Dann werden die Spaghetti aufgesetzt. Nun kommt eine kleine Pfanne zum Einsatz, in die ich zunächst das Pflanzenöl gebe. Nein, ich nehme dazu jetzt noch kein Olivenöl, weil es bei hohen Temperaturen einen unangenehm beißenden Geschmack entwickelt. Das Öl lasse ich bei mittlerer Hitze heiß werden. Dann kommen die Knoblauchscheibchen hinzu, und zwar nicht übereinander in kleinen Stapeln, sondern nebeneinander, damit sie schwimmend vom heißen Öl komplett umschlossen werden. Das soll langsam ablaufen, damit das Knoblaucharoma sanft in das Öl übergehen kann. Jetzt ist der einzige Platz für den Koch am Herd, denn dieser Vorgang ist heikel: 30 Sekunden zu lang, und der duftende Knoblauch wird dunkel und bitter. Also aufpassen und den richtigen Punkt nicht verpassen. Der ist erreicht, wenn der Knoblauch einen blonden Karamellton annimmt. Dann ziehe ich die Pfanne von der Herdplatte, lasse sie kurz abkühlen und gebe jetzt das Olivenöl hinzu.

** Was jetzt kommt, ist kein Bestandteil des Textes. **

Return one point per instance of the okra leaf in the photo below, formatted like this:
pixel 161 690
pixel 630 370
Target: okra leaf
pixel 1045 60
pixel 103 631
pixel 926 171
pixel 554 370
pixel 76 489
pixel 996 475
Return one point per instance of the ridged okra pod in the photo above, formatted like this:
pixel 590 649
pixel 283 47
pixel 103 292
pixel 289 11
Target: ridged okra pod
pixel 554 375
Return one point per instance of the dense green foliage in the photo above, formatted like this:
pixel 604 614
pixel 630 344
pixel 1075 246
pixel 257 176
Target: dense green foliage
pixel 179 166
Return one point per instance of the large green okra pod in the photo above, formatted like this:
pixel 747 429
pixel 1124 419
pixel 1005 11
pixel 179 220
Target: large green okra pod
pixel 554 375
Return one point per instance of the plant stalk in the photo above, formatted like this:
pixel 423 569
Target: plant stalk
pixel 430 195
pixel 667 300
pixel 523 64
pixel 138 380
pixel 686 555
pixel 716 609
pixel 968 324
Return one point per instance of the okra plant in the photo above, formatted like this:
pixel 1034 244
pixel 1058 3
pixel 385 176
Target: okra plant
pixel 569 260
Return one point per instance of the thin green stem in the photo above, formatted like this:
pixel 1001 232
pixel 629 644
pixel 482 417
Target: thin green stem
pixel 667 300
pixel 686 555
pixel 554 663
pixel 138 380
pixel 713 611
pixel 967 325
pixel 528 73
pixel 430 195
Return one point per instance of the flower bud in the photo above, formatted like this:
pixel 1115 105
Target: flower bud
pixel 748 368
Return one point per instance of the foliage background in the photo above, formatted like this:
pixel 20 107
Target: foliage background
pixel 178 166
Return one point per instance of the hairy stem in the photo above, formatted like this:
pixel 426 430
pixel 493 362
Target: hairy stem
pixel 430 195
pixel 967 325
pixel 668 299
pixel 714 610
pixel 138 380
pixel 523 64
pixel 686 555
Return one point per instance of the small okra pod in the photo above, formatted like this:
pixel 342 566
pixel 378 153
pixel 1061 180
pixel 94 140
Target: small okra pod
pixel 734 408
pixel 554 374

Die Spaghetti abgießen, zurück in den Topf geben und dann mit dem Knoblauch und dem Öl gründlich vermengen. Nun noch eine Prise Salz und den Peperoncino dazugeben. In vorgewärmten Tellern servieren und erst bei Tisch den Parmesan darüber streuen. Wenn ich dann vor diesem Teller sitze und die Augen schließe, bin ich wieder sieben Jahre alt und laufe an den magischen Fenstern in der Schwarzenholzer Straße vorbei …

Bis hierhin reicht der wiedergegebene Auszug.